Cet exercice de respiration chamanique s’est tenu au printemps, en banlieue de Lyon, dans un grand loft industriel, le plus souvent loué comme salle de danse ou de réception. « En modulant le souffle jusqu’à l’hyperventilation, le cerveau bascule en mode sommeil, sauf qu’on est réveillés », explique Charlotte Hoefman. Sourire serein et cheveux bruns, la jeune femme de 32 ans anime des retraites qui mêlent yoga, chant de mantras et techniques chamaniques comme la respiration ou le voyage au tambour.
Des « outils » découverts dans sa vingtaine, à la suite du décès brutal de son père. Fraîchement diplômée de Sciences Po Lyon, Charlotte Hoefman entre alors en état de sidération. Pendant six mois, elle est clouée au lit. Puis finit par acheter un aller simple pour le Népal et voyage deux ans durant. Elle gravit des sommets de plus de 5 000 mètres, découvre le yoga en Inde et le chamanisme en Mongolie, où elle entre en transe, portée par le son du tambour. « Mes mâchoires claquaient, mes paupières se sont révulsées, j’ai pris peur. Plus tard seulement j’ai appris que certains sons nous font basculer dans un état modifié de conscience, un sujet qui fait l’objet d’investigations scientifiques. Ça m’a rassurée et passionnée. »

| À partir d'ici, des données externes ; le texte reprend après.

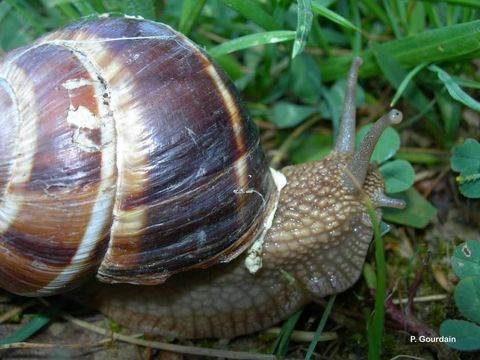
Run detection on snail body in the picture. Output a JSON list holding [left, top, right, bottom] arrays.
[[0, 17, 405, 339]]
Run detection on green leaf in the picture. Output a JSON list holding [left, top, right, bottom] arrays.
[[455, 277, 480, 324], [356, 126, 400, 164], [383, 188, 437, 229], [451, 139, 480, 198], [289, 54, 323, 104], [451, 139, 480, 172], [219, 0, 279, 30], [379, 160, 415, 193], [179, 0, 206, 35], [452, 240, 480, 279], [429, 65, 480, 112], [457, 167, 480, 198], [440, 320, 480, 351], [292, 0, 313, 59], [312, 0, 359, 32], [290, 133, 331, 164], [268, 102, 318, 128], [209, 30, 295, 58]]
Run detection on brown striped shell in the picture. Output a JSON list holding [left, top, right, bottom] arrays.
[[0, 17, 278, 296]]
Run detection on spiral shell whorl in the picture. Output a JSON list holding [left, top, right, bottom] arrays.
[[0, 18, 277, 296]]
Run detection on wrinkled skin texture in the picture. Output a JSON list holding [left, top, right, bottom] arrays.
[[79, 153, 385, 339]]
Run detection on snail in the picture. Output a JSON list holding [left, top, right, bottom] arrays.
[[0, 17, 406, 339]]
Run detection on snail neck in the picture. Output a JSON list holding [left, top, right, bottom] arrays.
[[261, 154, 377, 298]]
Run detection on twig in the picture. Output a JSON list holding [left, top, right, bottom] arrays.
[[265, 327, 338, 342], [0, 338, 112, 350], [390, 355, 425, 360], [391, 294, 447, 305], [63, 314, 275, 360]]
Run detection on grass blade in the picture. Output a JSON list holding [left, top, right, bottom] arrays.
[[420, 0, 480, 8], [55, 3, 80, 20], [318, 20, 480, 81], [382, 0, 402, 38], [0, 302, 65, 345], [364, 196, 385, 360], [304, 295, 336, 360], [429, 64, 480, 111], [351, 0, 362, 53], [179, 0, 206, 35], [292, 0, 313, 59], [360, 0, 388, 24], [70, 1, 99, 17], [273, 308, 303, 358], [370, 42, 442, 135], [209, 30, 295, 58], [452, 76, 480, 89], [390, 62, 427, 106], [219, 0, 279, 30], [408, 2, 426, 35], [5, 0, 46, 33], [0, 313, 52, 345], [0, 1, 11, 24], [312, 0, 360, 31]]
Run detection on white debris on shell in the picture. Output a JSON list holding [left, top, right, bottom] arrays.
[[62, 78, 93, 90], [67, 105, 99, 130], [245, 168, 287, 274], [72, 130, 101, 152], [123, 14, 145, 19], [66, 106, 102, 153]]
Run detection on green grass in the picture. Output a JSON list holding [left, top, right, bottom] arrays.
[[0, 0, 479, 358]]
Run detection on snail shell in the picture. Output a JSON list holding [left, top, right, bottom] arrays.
[[0, 17, 279, 296]]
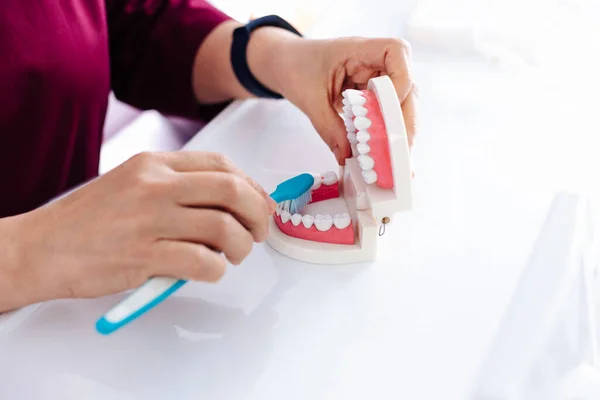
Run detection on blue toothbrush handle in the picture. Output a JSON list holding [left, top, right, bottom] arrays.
[[96, 277, 187, 335]]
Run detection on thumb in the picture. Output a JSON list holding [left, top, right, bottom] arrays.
[[312, 106, 351, 166]]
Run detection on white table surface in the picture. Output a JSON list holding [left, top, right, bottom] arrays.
[[2, 11, 599, 400]]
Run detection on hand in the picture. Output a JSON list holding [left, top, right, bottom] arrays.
[[258, 36, 418, 166], [194, 24, 417, 167], [0, 151, 275, 312]]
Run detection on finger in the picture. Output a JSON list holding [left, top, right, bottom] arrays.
[[162, 208, 254, 265], [311, 105, 351, 166], [161, 151, 276, 214], [381, 39, 413, 102], [174, 172, 270, 242], [346, 64, 380, 87], [348, 39, 416, 145], [159, 151, 235, 172], [152, 240, 227, 283], [346, 38, 413, 102], [401, 84, 419, 150]]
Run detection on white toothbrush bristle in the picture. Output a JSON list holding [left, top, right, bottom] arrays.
[[289, 191, 312, 215]]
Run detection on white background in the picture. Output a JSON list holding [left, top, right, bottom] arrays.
[[3, 1, 599, 399]]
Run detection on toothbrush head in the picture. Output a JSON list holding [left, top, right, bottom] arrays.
[[271, 173, 314, 214], [289, 189, 312, 215]]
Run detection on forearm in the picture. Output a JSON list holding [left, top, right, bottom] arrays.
[[192, 20, 304, 103]]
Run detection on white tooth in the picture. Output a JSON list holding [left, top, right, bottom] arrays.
[[346, 125, 356, 133], [351, 144, 359, 157], [275, 206, 281, 216], [347, 132, 357, 143], [321, 171, 337, 185], [354, 117, 372, 130], [348, 93, 366, 106], [342, 98, 349, 106], [357, 143, 371, 154], [356, 130, 370, 143], [281, 210, 291, 223], [344, 119, 355, 130], [333, 213, 351, 229], [291, 214, 302, 226], [342, 105, 353, 115], [362, 170, 378, 184], [314, 214, 333, 231], [301, 214, 315, 228], [310, 174, 322, 190], [358, 154, 375, 170], [345, 89, 362, 96], [352, 105, 368, 117]]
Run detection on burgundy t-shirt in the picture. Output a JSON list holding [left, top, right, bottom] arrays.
[[0, 0, 231, 217]]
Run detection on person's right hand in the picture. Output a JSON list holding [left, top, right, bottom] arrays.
[[2, 151, 275, 312]]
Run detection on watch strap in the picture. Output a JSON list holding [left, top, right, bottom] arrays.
[[230, 15, 302, 99]]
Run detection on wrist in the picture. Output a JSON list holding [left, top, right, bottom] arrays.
[[0, 215, 31, 312], [246, 26, 304, 98], [0, 212, 62, 312]]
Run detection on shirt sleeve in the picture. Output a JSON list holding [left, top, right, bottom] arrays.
[[106, 0, 233, 121]]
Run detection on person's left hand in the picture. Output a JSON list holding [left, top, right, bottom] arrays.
[[275, 37, 418, 166]]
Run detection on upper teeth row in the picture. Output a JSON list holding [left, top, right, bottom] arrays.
[[342, 90, 378, 185], [275, 208, 352, 231], [343, 117, 372, 133], [342, 89, 366, 108], [310, 170, 338, 190]]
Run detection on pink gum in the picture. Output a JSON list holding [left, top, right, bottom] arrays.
[[310, 182, 339, 203], [274, 216, 355, 245], [361, 91, 394, 189], [273, 180, 355, 245]]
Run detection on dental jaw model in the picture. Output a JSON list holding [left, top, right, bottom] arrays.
[[266, 76, 413, 264]]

Pourtant, dans ses stages comme sur les réseaux sociaux, où elle comptabilise plus de cent mille abonnés, Charlotte Hoefman évite les références au chamanisme, préférant parler de « réveil des consciences ». « Je fais du chamanisme sans le dire. Prononcer ce terme, c’est susciter tout un tas de projections. Les uns s’attendent à entrer en transe, les autres à voir leur animal totem, d’autres encore à prendre des psychotropes. Le chamanisme est galvaudé. »
Cercles de tambours, festivals, huttes de sudation – une sorte de sauna amérindien qui permettrait de communiquer avec les esprits –, le chamanisme se déploie en France sous de multiples visages. « Les apprentis chamans ont des parcours variés, constate l’anthropologue indépendante Laetitia Merli. Ils choisissent la tradition qui leur correspond le mieux, ils bricolent leur propre spiritualité. »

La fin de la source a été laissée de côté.